トーカに関しては、彼女が宇宙人であることも含めて全て話してしまった方がいいだろうな。そう思った俺はまずトーカの方を見る。

 

「トーカ、全部話すか?」

「……うん、いいよ」

「わかった。じゃあ、まずは俺があの巨人になったところからだな──」

 

俺は、あの日の出来事を話し始めた。

 

「──そんなことがあったんですか」

「信じられないかもしれないけど、事実なんだ」

 

俺があの巨人になった経緯を話すと、湊は案外すんなりと信じてくれた。
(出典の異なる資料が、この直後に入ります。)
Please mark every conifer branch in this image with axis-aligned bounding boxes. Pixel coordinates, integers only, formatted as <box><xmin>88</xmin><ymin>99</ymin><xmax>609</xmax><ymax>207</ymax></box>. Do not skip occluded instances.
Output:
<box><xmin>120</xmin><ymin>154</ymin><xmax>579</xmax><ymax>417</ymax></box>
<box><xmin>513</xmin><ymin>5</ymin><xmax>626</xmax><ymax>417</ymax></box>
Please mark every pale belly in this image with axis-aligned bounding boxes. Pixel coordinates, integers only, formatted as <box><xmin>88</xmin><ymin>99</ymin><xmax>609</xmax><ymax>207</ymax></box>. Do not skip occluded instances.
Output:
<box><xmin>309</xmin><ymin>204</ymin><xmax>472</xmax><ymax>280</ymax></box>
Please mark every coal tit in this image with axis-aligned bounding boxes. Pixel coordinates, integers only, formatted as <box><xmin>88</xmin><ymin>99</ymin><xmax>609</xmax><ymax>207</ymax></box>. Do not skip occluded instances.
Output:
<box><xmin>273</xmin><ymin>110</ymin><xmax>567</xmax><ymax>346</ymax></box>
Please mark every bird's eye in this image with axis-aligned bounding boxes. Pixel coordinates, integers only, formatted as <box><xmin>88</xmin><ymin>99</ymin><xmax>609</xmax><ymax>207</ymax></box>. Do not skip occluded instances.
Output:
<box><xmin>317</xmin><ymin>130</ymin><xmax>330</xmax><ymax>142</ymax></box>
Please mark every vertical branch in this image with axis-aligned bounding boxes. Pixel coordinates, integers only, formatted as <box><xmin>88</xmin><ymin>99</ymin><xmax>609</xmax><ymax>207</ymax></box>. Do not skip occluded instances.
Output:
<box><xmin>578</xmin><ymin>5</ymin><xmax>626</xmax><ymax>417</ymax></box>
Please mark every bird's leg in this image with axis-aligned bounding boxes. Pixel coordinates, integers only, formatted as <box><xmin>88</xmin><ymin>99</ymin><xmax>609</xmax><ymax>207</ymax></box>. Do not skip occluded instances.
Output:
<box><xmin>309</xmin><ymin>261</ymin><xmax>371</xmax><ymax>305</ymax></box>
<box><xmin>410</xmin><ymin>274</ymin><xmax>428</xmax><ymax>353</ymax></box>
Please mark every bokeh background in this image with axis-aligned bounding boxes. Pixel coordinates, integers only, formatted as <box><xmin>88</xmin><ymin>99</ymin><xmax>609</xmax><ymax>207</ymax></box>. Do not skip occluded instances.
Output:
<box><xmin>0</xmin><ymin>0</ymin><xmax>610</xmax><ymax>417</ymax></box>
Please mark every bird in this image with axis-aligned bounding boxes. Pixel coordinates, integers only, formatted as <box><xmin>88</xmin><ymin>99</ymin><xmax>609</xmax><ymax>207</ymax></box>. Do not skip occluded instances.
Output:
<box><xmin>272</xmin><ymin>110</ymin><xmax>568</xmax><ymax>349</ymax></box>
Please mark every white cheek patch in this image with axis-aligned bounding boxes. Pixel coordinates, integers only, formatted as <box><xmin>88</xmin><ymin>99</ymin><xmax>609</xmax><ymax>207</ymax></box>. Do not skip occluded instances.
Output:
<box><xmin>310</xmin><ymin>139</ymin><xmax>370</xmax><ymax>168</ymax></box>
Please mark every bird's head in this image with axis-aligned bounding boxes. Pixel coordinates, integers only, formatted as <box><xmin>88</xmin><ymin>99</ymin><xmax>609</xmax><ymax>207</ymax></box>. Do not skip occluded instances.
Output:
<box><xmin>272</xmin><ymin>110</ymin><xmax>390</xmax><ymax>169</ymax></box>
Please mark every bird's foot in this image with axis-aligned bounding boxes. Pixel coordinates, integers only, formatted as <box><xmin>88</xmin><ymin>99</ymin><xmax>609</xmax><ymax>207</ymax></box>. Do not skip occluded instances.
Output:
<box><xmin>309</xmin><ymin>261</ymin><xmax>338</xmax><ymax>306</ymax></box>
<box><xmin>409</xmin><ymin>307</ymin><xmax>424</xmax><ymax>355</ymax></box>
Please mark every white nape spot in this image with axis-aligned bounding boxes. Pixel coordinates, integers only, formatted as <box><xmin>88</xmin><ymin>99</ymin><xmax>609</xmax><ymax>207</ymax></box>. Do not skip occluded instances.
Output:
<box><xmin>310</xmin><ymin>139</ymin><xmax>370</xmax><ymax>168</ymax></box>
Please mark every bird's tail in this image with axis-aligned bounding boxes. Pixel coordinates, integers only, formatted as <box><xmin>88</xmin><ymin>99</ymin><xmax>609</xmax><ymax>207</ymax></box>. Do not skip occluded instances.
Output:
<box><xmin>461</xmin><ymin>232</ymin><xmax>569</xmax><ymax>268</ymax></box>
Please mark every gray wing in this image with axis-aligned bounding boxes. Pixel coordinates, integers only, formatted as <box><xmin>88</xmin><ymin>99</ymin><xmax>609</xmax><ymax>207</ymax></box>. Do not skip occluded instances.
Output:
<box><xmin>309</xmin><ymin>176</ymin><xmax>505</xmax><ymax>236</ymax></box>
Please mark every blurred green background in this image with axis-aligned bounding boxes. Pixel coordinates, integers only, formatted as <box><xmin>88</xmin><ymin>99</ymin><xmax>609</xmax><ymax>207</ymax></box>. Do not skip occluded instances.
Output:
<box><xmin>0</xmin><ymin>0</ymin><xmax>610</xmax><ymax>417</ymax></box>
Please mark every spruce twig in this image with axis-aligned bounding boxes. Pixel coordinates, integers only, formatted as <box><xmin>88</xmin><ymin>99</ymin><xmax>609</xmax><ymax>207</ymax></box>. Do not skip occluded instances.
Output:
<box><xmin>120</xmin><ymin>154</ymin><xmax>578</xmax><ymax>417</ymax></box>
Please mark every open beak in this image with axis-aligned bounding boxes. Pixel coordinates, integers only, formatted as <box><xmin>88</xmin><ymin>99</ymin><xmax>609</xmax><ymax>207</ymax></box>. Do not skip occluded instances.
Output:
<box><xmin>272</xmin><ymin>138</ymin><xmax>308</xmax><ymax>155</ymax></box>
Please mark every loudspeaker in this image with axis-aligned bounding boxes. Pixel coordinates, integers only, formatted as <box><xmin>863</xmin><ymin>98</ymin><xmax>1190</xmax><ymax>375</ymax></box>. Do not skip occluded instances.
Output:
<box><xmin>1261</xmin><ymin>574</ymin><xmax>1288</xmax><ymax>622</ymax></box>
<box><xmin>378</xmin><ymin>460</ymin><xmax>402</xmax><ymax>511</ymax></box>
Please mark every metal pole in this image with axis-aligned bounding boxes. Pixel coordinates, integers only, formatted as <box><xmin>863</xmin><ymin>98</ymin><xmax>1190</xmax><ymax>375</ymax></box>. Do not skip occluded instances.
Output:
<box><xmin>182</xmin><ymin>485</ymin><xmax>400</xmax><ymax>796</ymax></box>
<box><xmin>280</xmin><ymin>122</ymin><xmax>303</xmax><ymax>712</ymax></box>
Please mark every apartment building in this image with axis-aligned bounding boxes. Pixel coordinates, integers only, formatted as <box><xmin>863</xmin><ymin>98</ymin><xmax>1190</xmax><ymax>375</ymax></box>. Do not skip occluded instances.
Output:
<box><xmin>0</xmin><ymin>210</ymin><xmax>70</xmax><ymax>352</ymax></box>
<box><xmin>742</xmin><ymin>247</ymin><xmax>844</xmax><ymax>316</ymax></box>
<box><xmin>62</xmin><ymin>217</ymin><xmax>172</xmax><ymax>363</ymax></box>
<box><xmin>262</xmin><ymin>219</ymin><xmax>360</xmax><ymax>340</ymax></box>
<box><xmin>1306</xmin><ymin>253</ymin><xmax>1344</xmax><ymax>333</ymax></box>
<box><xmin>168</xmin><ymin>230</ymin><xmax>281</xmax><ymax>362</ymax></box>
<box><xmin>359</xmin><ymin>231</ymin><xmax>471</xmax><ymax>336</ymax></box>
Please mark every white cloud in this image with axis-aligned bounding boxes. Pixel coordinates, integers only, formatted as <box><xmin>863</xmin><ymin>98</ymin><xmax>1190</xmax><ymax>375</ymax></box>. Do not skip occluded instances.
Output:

いや、俺が変身するとことか見たし、そもそも疑ってはいなかったみたいだけど。

 

「いや、信じますよ。だって先輩が嘘つくわけありませんし」

「ありがとう。そう言ってくれて嬉しいよ」

 

俺は思わず笑みをこぼしてしまう。本当に後輩に恵まれてるな、俺は。

 

「それで? これからどうするんです?」

「どうする、とは」

「それは、怪獣とか、例のXIGとかいう人たちとか……」

「ああ、それな。でもなぁ、怪獣は向こうから来ないとどうしようもないし、XIGの方はぶっちゃけ関わりたくないしな……」

 

正直、あの人たちはイマイチ信用できていない。第一印象が悪かったこともあるが、彼らの目的が未だにわからないというのが大きい。対巨大生物部隊とか言ってたし、多分敵対するほど目的に差はないとは思うんだけどな……。というか聞いておけばよかったな、あの場で。

 

「ということで、俺たちの方針としては、変わらず専守防衛ってことで」

「ボクに異論はないよ。地球の怪獣にしろ根源的破滅招来体の手先にしろ、待ってれば来るだろうしね」

「了解です」

 

こうして方針は決まったが……。問題は山積みだよな、これ。例えば完全に敵のタイミングでしか戦えないあたりとか。それでもそうするしかないというのが辛いところだ。

現状、戦えるのは俺だけ。さらに、敵を探し出す方法もないのではどうしようもない。なんとか索敵だけでも出来ればいいんだけど……。